Northrop Grumman connects RAAF simulators to US test lab

Operating from the CAE KC-30 simulator at RAAF Amberley, a No. 33 Squadron pilot approaches a United States KC-135 simulated aircraft.Northrop Grumman Australia has announced that it has successfully demonstrated the value of distributed connectivity by linking up two Royal Australian Air Force simulators and a company test lab in the US, providing virtual training at multiple sites.

The demonstration saw a KC-30A simulator and a C-17A Globemaster simulator at RAAF Base Amberley connected with a Northrop Grumman laboratory in Orlando, Florida, the company said in a statement.

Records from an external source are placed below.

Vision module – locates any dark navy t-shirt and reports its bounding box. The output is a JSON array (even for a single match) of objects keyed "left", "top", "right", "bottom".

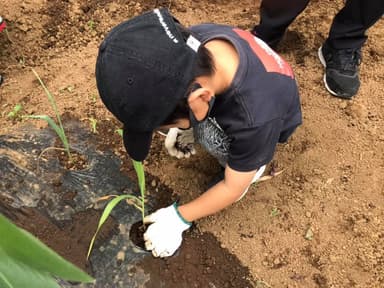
[{"left": 190, "top": 24, "right": 302, "bottom": 172}]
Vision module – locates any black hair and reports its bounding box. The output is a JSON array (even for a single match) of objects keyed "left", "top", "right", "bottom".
[
  {"left": 161, "top": 25, "right": 215, "bottom": 126},
  {"left": 176, "top": 22, "right": 215, "bottom": 79}
]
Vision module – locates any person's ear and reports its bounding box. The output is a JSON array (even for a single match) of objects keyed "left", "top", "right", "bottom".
[
  {"left": 188, "top": 86, "right": 214, "bottom": 105},
  {"left": 187, "top": 85, "right": 215, "bottom": 121}
]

This industry-funded demonstration, which was conducted in conjunction with CAE and L-3 Communications, followed a survey of the RAAF Air Mobility Group’s KC-30A, C-17A and C-130J Hercules simulators to determine their operating standards compared to those of the US Air Force’s Distributed Mission Operations Network (DMON).

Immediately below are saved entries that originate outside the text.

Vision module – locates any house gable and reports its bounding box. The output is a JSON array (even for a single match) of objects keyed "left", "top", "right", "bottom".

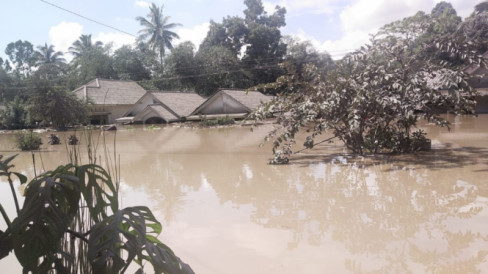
[
  {"left": 192, "top": 89, "right": 272, "bottom": 115},
  {"left": 133, "top": 104, "right": 179, "bottom": 123},
  {"left": 120, "top": 91, "right": 205, "bottom": 123}
]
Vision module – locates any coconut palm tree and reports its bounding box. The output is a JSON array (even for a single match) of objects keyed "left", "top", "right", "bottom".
[
  {"left": 136, "top": 3, "right": 181, "bottom": 66},
  {"left": 68, "top": 34, "right": 103, "bottom": 60},
  {"left": 34, "top": 43, "right": 65, "bottom": 66}
]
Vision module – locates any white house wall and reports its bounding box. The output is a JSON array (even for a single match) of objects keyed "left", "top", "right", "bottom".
[
  {"left": 199, "top": 93, "right": 247, "bottom": 115},
  {"left": 90, "top": 105, "right": 132, "bottom": 124}
]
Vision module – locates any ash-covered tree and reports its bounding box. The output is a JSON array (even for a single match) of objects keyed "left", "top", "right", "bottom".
[
  {"left": 282, "top": 37, "right": 334, "bottom": 75},
  {"left": 255, "top": 36, "right": 334, "bottom": 95},
  {"left": 456, "top": 2, "right": 488, "bottom": 54},
  {"left": 252, "top": 11, "right": 485, "bottom": 163}
]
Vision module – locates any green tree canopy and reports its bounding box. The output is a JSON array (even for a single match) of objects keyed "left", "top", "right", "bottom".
[
  {"left": 194, "top": 45, "right": 250, "bottom": 96},
  {"left": 28, "top": 81, "right": 87, "bottom": 129},
  {"left": 162, "top": 41, "right": 198, "bottom": 90},
  {"left": 34, "top": 43, "right": 66, "bottom": 65},
  {"left": 5, "top": 40, "right": 36, "bottom": 78},
  {"left": 68, "top": 34, "right": 103, "bottom": 62},
  {"left": 197, "top": 0, "right": 287, "bottom": 90},
  {"left": 112, "top": 45, "right": 151, "bottom": 81},
  {"left": 67, "top": 35, "right": 115, "bottom": 87}
]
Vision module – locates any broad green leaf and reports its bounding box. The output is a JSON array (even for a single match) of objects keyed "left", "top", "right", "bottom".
[
  {"left": 10, "top": 164, "right": 81, "bottom": 271},
  {"left": 76, "top": 164, "right": 119, "bottom": 223}
]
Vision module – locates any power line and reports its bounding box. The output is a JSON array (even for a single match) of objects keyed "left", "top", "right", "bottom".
[{"left": 39, "top": 0, "right": 136, "bottom": 38}]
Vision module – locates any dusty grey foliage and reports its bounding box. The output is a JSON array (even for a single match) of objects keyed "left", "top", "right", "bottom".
[{"left": 252, "top": 12, "right": 485, "bottom": 163}]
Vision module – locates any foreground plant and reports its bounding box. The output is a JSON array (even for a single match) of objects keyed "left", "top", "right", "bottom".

DMON, for which Northrop Grumman is the prime contractor, is a system that enables dissimilar aircraft platforms located at different sites to interoperate and train together in a realistic virtual environment.

“In these times of increased operational tempo and stretched resources, the ability to connect and execute distributed missions virtually across multiple sites across the globe is a real force-multiplying capability,” said Ian Irving, chief executive of Northrop Grumman Australia.

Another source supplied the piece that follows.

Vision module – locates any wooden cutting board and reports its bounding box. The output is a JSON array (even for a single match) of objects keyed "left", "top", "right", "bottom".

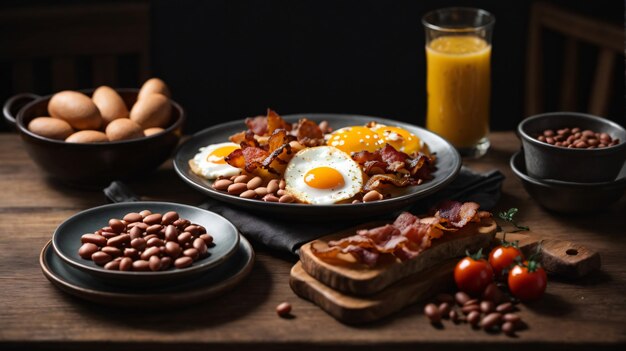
[
  {"left": 290, "top": 259, "right": 456, "bottom": 324},
  {"left": 299, "top": 217, "right": 497, "bottom": 295}
]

“We are grateful for the opportunity to have worked closely with CAE and L-3 on this important demonstration. And, as a world leader in the provision of distributed networks through its DMON system to the US Air Force, Northrop Grumman looks forward to the potential development of a persistent capability for the Australian Defence Force.”

Operating from the CAE KC-30 simulator at RAAF Amberley, No. 33 Squadron pilots approach a United States KC-135 simulated aircraft.